Nach ständiger Rechtsprechung des Verwaltungsgerichtshofes ist die Wiederaufnahme eines mit Bescheid abgeschlossenen Verfahrens von Amts wegen nach dieser Gesetzesstelle nur dann ausgeschlossen, wenn der Abgabenbehörde in dem wiederaufzunehmenden Verfahren der Sachverhalt so vollständig bekannt war, dass sie schon in diesem Verfahren bei richtiger rechtlicher Subsumtion zu der im wiederaufzunehmenden Verfahren nunmehr erlassenen Entscheidung hätte gelangen können, ohne dass ein behördliches Verschulden am Unterbleiben einer Feststellung der maßgeblichen Tatsachen im seinerzeitigen Verfahren die amtswegige Wiederaufnahme ausschließen würde (siehe etwa die hg. Erkenntnisse vom , 2001/14/0007, vom , 98/13/0026, und vom , 95/15/0108). Dass ein abgabenbehördlicher Prüfer bei gehöriger Aufmerksamkeit mit Hilfe der ihm bereits vorliegenden Urkunden unter allfälliger Heranziehung der Mitwirkung des Abgabepflichtigen die maßgeblichen Tatsachen bereits hätte feststellen können, steht der späteren Wiederaufnahme des Verfahrens nach § 303 Abs. 4 BAO nicht entgegen, hat der Verwaltungsgerichtshof in den genannten Erkenntnissen dargelegt.

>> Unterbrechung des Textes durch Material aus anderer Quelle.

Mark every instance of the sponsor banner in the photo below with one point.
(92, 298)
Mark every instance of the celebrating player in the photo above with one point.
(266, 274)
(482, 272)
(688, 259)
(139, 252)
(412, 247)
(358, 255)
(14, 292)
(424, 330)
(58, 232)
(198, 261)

Vor dem Hintergrund dieser, der beschwerdeführenden Gesellschaft ihrem Vorbringen nach ohnehin bekannten Rechtsprechung ist eine Rechtswidrigkeit der Bestätigung des erstinstanzlichen Wiederaufnahmebescheides durch die belangte Behörde nicht zu erkennen. Dass der Prüferin jene einzelnen Geschäftsvorfälle des Jahres 1995, für welche es an Ausfuhrnachweisen fehlte, zu dem eineinhalb Tage nach Prüfungsbeginn gelegenen Zeitpunkt der Erlassung des mit dem Wiederaufnahmebescheid beseitigten Umsatzsteuerbescheides für das Jahr 1995 noch nicht alle bekannt waren, ist eine Feststellung des angefochtenen Bescheides, die auf einer Beweiswürdigung beruht, die schlüssig ist und von der beschwerdeführenden Gesellschaft auch gar nicht bekämpft wird. Dass sich die augenscheinlich verfrühte Erlassung des seinerzeitigen Umsatzsteuerbescheides für das Jahr 1995 bei sachgerechter und vernünftiger Vorgangsweise durch die Abgabenbehörde erster Instanz hätte vermeiden lassen, ist nach der dargestellten Rechtslage für die Rechtmäßigkeit des bekämpften Wiederaufnahmebescheides ohne rechtliche Bedeutung.
Da der Inhalt der Beschwerde somit schon erkennen ließ, dass die von der beschwerdeführenden Gesellschaft gerügte Rechtsverletzung nicht vorliegt, war die Beschwerde gemäß § 35 Abs. 1 VwGG ohne weiteres Verfahren in nichtöffentlicher Sitzung als unbegründet abzuweisen.